Que sont devenus le beau cavalier et son cheval qui trônaient sur la place du gouvernement à Alger ?
          Des bruits couraient que cette magnifique statue avait été détruite ou qu'on l'avait remisée dans quelques hangars poussiéreux de l'Etat.
          D'autres, plus précis, prétendaient qu'elle se trouvait en Normandie ou à Neuilly/ seine. Qui croire ?

          La confusion vient de ce qu'il y a deux statues identiques !
          Mais remémorons nous l'Histoire.
          Le duc d'Orléans est décédé en 1842, à la suite d'un accident de voiture, à Neuilly, en conduisant un phaéton.


Portrait du duc d'Orléans par Ingres

          Le roi Louis-Philippe voulut rendre à son fils aîné un hommage durable. La population algéroise et l'armée d'Afrique devancèrent ses désirs, et le Gal Bugeaud créa une commission chargée de recueillir les dons. Les fonds affluèrent et permirent l'érection de deux statues équestres identiques, à l'effigie du duc d'Orléans.
          Charles Marochetti, un des plus grands sculpteurs de Paris, fut chargé de sa réalisation et M. Soyer d'en fondre le bronze. Les deux statues furent terminées le 21 août 1844.
          C'est là que les deux sœurs jumelles se séparèrent et connurent des destins étranges.
          L'une s'embarqua du Havre pour Alger où sa place avait été déjà déterminée.
          L'autre fut implantée au centre de la cour carrée du Louvre, à Paris.
          Suivons les péripéties de la statue parisienne.
          Louis-Philippe, roi des Français abdiqua le 24 février 1848.
          Le 4 mars la proclamation de la République fut faite par Lamartine & Ledru-Rollin. Il était donc inconcevable que le pouvoir républicain laissât demeurer au cœur de Paris, un monument à la gloire de l'ancien régime.
          Dans la nuit du 26 au 27 février 1849, la statue fut déboulonnée, et en 1850, envoyée à Versailles, mise à l'écart dans la cour de la petite Orangerie.
          Le 18 octobre 1971 un arrêté ministériel décida son transport au château d'Eu en Normandie propriété des Orléans.

          Mais la nôtre, celle que l'on descendait tous les ans pour soulager le cheval, qu'est elle devenue ?

          Après son inauguration, le 28 octobre 1845, à Alger sur la grande place du gouvernement, notre statue avait fière allure.
          Quand la république fut proclamée, M. Cavaignac, nouveau gouverneur de l'Algérie reçut l'ordre d'enlèvement de la statue. A peine avait -on dressé en ces premiers jours de mars 1848 les charpentes devant servir à déplacer la masse de bronze, que les colons se ruèrent sur les échafaudages et les jetèrent à la mer. Une milice s'organisa spontanément et la garde du monument se fit de jour comme de nuit.

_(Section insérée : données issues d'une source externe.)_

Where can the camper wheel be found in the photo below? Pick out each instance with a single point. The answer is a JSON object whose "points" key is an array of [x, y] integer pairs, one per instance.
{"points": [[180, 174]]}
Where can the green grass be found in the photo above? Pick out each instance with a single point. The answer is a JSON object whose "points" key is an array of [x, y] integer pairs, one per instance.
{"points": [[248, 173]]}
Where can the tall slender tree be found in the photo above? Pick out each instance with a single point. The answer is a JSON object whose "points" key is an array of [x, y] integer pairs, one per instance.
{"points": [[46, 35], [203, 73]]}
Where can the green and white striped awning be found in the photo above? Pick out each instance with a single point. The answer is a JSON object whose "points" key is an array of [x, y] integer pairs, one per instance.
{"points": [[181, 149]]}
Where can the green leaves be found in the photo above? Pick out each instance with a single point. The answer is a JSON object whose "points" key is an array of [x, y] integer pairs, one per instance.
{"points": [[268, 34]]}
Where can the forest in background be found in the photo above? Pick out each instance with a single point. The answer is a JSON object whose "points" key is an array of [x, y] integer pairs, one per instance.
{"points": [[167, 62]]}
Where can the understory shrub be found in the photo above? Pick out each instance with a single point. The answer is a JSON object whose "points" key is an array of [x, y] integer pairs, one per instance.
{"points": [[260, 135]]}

Place du Gouvernement ex place royale, dite place du cheval (vers 1900)

          Ce ne fut pas le dernier des avatars auxquels fut soumis ce monument.
          La conclusion des accords d'Evian sonna le glas des 117 ans de son règne sur la plus grande place algéroise. Dès le 4 juillet 1962, elle fut démontée... Entreposée au camp Sirocco près du cap Matifou, elle fut rapatriée en août 1963 par le cargo ville de Québec qui la ramena au Havre, avec d'autres souvenirs d'une gloire passée.

          Reléguée dans un des greniers de l'Etat, elle s'endormit dix-huit ans avant que Monsieur Achille Peretti, Maire de Neuilly, ne demande au gouvernement de la sortir de son sommeil.

          Le cheval à toujours fière allure, piaffant, impatient de retrouver sa place


          Aujourd'hui, elle se trouve à Neuilly, sur une petite place entourée d'arbres, et de verdure, qui certes manquaient à Alger, mais l'endroit reste étriqué et ne reflète pas la grandeur qu'elle avait dans la capitale algéroise. Je viens de revoir à Neuilly cette statue un peu sale, un peu triste malgré la position fière du cavalier. Il m'est apparu vieilli, déplacé, hors de son contexte, supportant mal son statut de rapatrié, présentant avec son épée hors de son fourreau, je ne sais quoi, à je ne sais qui.
          Les Arabes avaient baptisé la place du gouvernement à Alger " la place du cheval " Toujours aussi fougueux l'animal rêve d'un endroit plus vaste, plus adapté à ce que fut son destin.

          Il est à noter que plus des deux tiers du coût de l'opération ont été financés par des fonds privés tant civils que militaires.